It depends whether you understand better Italian or French!
In the 19 century was important that the text was understood. The quality of the poetry was important indeed (for example, the name of the author of the libretto was so highlighted in the poster).


----------



## Pugg (Aug 8, 2014)

angelo said:


> Italian or French?
> It depends whether you understand better Italian or French!
> In the 19 century was important that the text was understood. The quality of the poetry was important indeed (for example, the name of the author of the libretto was so highlighted in the poster).

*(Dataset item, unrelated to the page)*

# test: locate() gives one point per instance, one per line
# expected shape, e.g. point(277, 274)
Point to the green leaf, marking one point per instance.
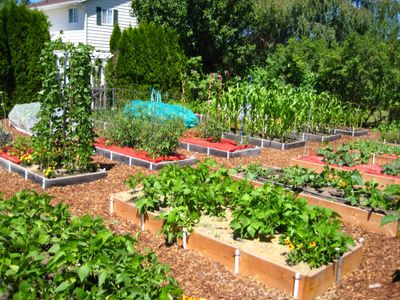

I am not sure I agree, I can speak French but not Italian, but I choose Italian.


----------



## nina foresti (Mar 11, 2014)

Pugg said:


> I am not sure I agree, I can speak French but not Italian, but I choose Italian.


Yep. Me tooooooooo! (to comply with that stupid 15 letter minimum)


----------



## Sonata (Aug 7, 2010)

I have not heard the French yet, all my exposure has been to the five act Italian and I love it. I would enjoy hearing the French version but have not had the opportunity yet.


----------



## Fat Bob (Sep 25, 2015)

French. Apart from anything else, the excised parts such as Philip's part in Act 4 after Rodrigo's death (later used in the Requiem) has never - as far as I know - been used in any Italian version. Without this section the ending of Act 4 seems rather abrupt to me. But then again I get huge enjoyment from Italian versions such as Giulini or Solti. Glad to have both really.


----------



## Azol (Jan 25, 2015)

Fat Bob said:


> French. Apart from anything else, the excised parts such as Philip's part in Act 4 after Rodrigo's death (later used in the Requiem) has never - as far as I know - been used in any Italian version. Without this section the ending of Act 4 seems rather abrupt to me. But then again I get huge enjoyment from Italian versions such as Giulini or Solti. Glad to have both really.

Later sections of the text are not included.